Imène pousse la chansonnette de sa voix grave et enjouée à toute heure de la journée. Son frère Rachid a été emprisonné pour activisme, obligeant Imène à protéger sa mémoire et sa fille et à entrer ainsi dans la bataille familiale et sociale. Depuis le procès, l’oncle de ce dernier a perdu ses rêves de gloire militaire et a basculé du côté de l’extrémisme, faisant du quotidien un calvaire pour la famille entière, et surtout pour Imène. Au-delà d’une violente critique du patriarcat syrien, Mohamed Malas dépeint sans fausse émotion ni discours larmoyant le combat d’une femme, volontaire bien que perdu d’avance.
Dès les premiers plans, le ton est donné : une assemblée d’hommes se rend à la mosquée dans une entreprise sotériologique qui ne concerne qu’eux-mêmes. Des hommes entre eux, agglutinés, sans rien autour, se pressant pour renouveler la preuve (ou l’aveu) d’une foi inconsciente et inhumaine.
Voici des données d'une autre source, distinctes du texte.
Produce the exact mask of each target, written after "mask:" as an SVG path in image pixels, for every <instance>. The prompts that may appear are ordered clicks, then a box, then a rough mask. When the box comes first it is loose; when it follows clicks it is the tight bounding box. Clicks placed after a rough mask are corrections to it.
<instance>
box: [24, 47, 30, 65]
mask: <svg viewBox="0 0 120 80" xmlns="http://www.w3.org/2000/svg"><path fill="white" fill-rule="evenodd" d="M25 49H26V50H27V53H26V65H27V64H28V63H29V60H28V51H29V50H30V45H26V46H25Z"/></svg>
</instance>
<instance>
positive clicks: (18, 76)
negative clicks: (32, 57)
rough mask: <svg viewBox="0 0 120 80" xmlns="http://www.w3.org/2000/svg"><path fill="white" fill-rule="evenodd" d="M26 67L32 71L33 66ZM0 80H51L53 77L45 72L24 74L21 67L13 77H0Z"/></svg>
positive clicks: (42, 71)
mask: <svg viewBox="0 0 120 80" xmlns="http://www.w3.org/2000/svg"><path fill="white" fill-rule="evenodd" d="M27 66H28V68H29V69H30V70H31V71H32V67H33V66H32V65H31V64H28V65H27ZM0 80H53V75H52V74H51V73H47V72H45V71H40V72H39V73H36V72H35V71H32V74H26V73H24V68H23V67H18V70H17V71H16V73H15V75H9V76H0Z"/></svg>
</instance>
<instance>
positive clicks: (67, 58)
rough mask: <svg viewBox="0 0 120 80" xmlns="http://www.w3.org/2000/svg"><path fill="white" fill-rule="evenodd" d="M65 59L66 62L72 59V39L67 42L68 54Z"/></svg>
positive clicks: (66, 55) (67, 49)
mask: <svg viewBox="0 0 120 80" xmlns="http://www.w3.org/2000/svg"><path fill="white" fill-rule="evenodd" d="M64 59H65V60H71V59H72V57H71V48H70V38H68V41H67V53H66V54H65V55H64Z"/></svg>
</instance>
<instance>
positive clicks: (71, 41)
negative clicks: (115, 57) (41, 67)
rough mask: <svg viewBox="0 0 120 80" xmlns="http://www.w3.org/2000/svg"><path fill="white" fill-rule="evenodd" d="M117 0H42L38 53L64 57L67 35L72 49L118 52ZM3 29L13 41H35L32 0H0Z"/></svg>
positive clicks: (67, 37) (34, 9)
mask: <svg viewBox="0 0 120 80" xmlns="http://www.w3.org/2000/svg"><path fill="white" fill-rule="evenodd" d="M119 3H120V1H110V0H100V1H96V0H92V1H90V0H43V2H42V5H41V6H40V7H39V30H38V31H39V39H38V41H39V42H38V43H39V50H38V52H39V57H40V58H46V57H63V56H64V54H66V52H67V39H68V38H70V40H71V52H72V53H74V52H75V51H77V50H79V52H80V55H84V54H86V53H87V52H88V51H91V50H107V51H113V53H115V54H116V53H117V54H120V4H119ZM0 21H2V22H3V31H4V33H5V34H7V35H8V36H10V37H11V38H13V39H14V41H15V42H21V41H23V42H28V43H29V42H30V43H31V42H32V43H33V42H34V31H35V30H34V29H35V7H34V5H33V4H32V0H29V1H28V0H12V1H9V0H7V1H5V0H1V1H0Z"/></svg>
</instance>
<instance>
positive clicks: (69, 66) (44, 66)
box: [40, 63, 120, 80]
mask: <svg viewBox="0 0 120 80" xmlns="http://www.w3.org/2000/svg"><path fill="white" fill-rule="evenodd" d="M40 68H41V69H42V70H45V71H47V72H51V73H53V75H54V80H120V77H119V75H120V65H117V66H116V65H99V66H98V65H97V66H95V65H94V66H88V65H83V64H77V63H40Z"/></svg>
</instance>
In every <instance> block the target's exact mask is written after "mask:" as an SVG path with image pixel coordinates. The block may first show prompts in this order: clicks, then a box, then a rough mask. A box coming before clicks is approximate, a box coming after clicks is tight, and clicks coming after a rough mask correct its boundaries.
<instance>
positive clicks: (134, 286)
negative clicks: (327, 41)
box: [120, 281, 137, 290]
Les femmes n’ont visiblement pas leur place dans une telle assemblée : on ne les entend que par la voix off, on ne les voit que par le trou de la serrure, derrière des portes irrémédiablement closes, ou dans le reflet d’une flaque d’eau, assombries par une lumière inexistante. Les hommes dînent en haut, les femmes en bas. Elles sont là pourtant. Elles animent les maisons, étendent le linge et font rire leurs enfants. Elles sont là mais n’existent pas.
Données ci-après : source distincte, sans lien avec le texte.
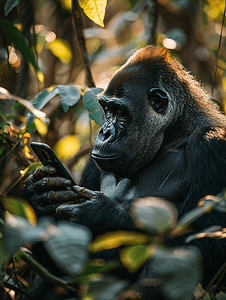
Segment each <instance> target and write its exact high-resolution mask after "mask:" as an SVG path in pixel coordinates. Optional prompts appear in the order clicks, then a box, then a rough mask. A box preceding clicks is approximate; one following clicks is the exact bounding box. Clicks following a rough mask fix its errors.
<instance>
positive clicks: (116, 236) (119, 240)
mask: <svg viewBox="0 0 226 300" xmlns="http://www.w3.org/2000/svg"><path fill="white" fill-rule="evenodd" d="M148 242H149V236H148V235H146V234H142V233H138V232H129V231H115V232H107V233H105V234H103V235H100V236H98V237H97V238H96V239H95V240H94V241H93V242H92V243H91V245H90V251H92V252H99V251H102V250H107V249H112V248H117V247H120V246H124V245H126V246H128V245H135V244H146V243H148Z"/></svg>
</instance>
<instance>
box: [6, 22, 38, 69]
mask: <svg viewBox="0 0 226 300" xmlns="http://www.w3.org/2000/svg"><path fill="white" fill-rule="evenodd" d="M0 28H1V31H2V33H3V35H4V36H6V37H7V38H8V39H9V40H10V41H11V43H12V44H13V45H14V47H15V48H17V49H19V50H20V52H21V53H22V55H23V56H24V58H25V59H26V60H27V62H28V63H30V64H31V65H32V66H33V67H34V69H35V71H36V72H40V70H39V67H38V64H37V63H36V60H35V55H34V52H33V50H32V49H31V48H30V47H29V44H28V42H27V40H26V39H25V38H24V37H23V35H22V34H21V33H20V31H19V30H18V29H17V28H16V27H15V26H14V25H13V24H12V23H11V22H9V21H6V20H2V19H0Z"/></svg>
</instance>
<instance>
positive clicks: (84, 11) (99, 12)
mask: <svg viewBox="0 0 226 300" xmlns="http://www.w3.org/2000/svg"><path fill="white" fill-rule="evenodd" d="M78 2H79V5H80V6H81V8H82V9H83V11H84V13H85V14H86V15H87V17H88V18H90V20H92V21H93V22H94V23H96V24H97V25H100V26H101V27H104V16H105V10H106V6H107V0H79V1H78Z"/></svg>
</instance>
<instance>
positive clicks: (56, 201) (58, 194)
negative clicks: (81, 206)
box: [42, 190, 80, 204]
mask: <svg viewBox="0 0 226 300" xmlns="http://www.w3.org/2000/svg"><path fill="white" fill-rule="evenodd" d="M42 199H43V200H44V202H45V203H46V204H49V203H65V202H69V201H73V202H76V203H80V201H79V199H78V196H77V195H76V193H74V192H73V191H69V190H66V191H49V192H46V193H44V194H43V195H42Z"/></svg>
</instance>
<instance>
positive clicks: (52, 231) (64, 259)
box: [44, 222, 91, 276]
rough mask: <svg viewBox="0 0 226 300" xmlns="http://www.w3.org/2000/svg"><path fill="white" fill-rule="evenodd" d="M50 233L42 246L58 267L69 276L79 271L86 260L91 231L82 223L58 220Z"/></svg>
mask: <svg viewBox="0 0 226 300" xmlns="http://www.w3.org/2000/svg"><path fill="white" fill-rule="evenodd" d="M52 226H54V225H52ZM46 230H47V232H48V227H46ZM50 233H52V235H51V237H50V239H49V240H47V241H46V242H45V243H44V247H45V249H46V250H47V252H48V254H49V255H50V256H51V258H52V260H53V261H54V262H55V264H56V265H57V266H58V268H60V269H61V270H62V271H63V272H64V273H66V274H68V275H71V276H76V275H78V274H79V273H81V272H82V270H83V268H84V266H85V263H86V262H87V261H88V247H89V243H90V241H91V231H90V230H89V229H88V228H87V227H85V226H82V225H78V224H76V225H75V224H70V223H66V222H58V223H57V225H56V226H55V228H54V229H53V230H50ZM59 258H60V259H59Z"/></svg>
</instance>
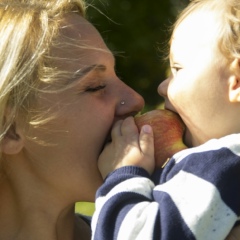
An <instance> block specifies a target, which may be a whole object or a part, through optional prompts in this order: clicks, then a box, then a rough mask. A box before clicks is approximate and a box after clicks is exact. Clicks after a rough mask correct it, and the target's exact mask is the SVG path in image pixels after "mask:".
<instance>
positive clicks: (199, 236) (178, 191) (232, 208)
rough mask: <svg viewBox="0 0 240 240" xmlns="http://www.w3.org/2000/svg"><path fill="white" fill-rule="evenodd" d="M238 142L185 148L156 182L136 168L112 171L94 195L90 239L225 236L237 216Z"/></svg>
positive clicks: (145, 238)
mask: <svg viewBox="0 0 240 240" xmlns="http://www.w3.org/2000/svg"><path fill="white" fill-rule="evenodd" d="M228 140H229V139H228ZM238 140H239V139H238ZM227 142H229V141H227ZM233 145H234V146H233ZM237 145H238V144H235V143H234V142H233V141H232V142H230V145H229V144H226V143H225V142H221V141H220V142H219V141H213V142H210V143H208V144H205V145H203V146H201V147H198V148H195V149H190V150H184V151H182V152H180V153H179V154H177V155H174V157H173V158H172V159H171V160H170V161H169V163H168V164H167V166H166V167H165V168H164V169H163V171H162V173H161V175H160V177H159V179H158V182H157V183H155V184H154V183H153V181H151V179H150V176H149V175H148V174H147V172H146V171H145V170H144V169H141V168H138V167H124V168H120V169H118V170H116V171H114V172H113V173H112V174H110V175H109V176H108V177H107V179H106V181H105V183H104V184H103V185H102V187H101V188H100V189H99V190H98V192H97V194H96V211H95V213H94V215H93V219H92V230H93V237H92V239H94V240H113V239H119V240H122V239H124V240H135V239H144V240H148V239H149V240H153V239H163V240H166V239H168V240H176V239H199V240H212V239H219V240H221V239H225V238H226V236H227V235H228V233H229V232H230V230H231V229H232V227H233V226H234V224H235V223H236V222H237V221H239V215H240V159H239V155H240V154H239V153H240V149H239V146H237Z"/></svg>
Au milieu de ces femmes qui se sont résignées à leur existence d’épouse, de sœur ou de cousine, Imène fait figure de vilain petit canard : « Elle chante ? Que Dieu lui pardonne ! » Car c’est là son péché : la musique, omniprésente durant le film, fil d’Ariane de la protagoniste, seul élément extérieur à la famille propice au rêve comme à l’affirmation de soi. La passion reprend alors son sens étymologique : si la joie envahit Imène dès qu’un gracieux son l’effleure ou émane d’elle, la musique est aussi le lieu de la souffrance et de la perte. Une femme joyeuse ne peut être une épouse et une fille convenable. Une femme qui chante est amoureuse, adultère, et doit donc subir les foudres d’une famille plus regardante sur un honneur factice qu’un bien-être éventuel.
En portant à l’écran un fait divers datant de 2001 (l’année de l’invasion de l’Afghanistan), le film de Mohamed Malas se garde de tomber dans le film purement analytique : on entend de temps à autre les informations de Londres et de Paris qu’écoute le mari d’Imène, ouvert au monde et encourageant sa femme au chant, et les plans des manifestations pré-électorales filmés caméra à l’épaule indiquent la volonté du réalisateur de coller au réel. Mais la force de Passion est surtout dramatique stricto sensu : la femme est progressivement découverte, faite d’un visage tout d’abord ombragé, puis de nuisettes blanches et de bras rassurants, même s’ils restent dans l’embrasure d’une porte. Lorsque son visage est enfin à l’air libre, elle parle, s’emporte, se dévoile dans tous les sens du terme. L’une des dernières scènes, un canon entre Imène, sa nièce Joumana, et sa fille, filmé dans une obscurité discrète et pourtant impudique, en ce qu’elle met leurs sentiments et leur solitude à nu, prouve qu’un monde de femmes existe, bien que sclérosé, empêché.
« Joumana est encore jeune. On peut la dominer avec un bâton, une gifle ou un mot » s’écrie l’oncle tout-puissant. Il ne s’agit pas seulement d’enfermer, mais aussi d’éduquer par la force. Le bâton est plus souvent utilisé que le verbe : la parole ne sert plus ici à la communication ou à la compréhension. Elle affirme, elle est l’adjudante du bâton. L’éducation dans de tels mondes passe par la violence, la négation de l’autre. Par ses chansons, Imène nie à son tour l’obligation du silence en guise de respect. À ce jeu du tigre et de la souris, elle ne sera évidemment pas la plus forte.
Passion ne recèle pas d’originalité cinématographique, mais laisse l’impression d’un travail achevé et complet : par la forme comme par le fond, on suit son héroïne avec une émotion contenue bien que terrifiée. La force d’une telle œuvre réside essentiellement dans la démonstration d’un fait, sans grande pompe ni fatalisme, mais avec une image, sombre, fixe, criante de vérité, et un son, celui du chant mêlé aux cris.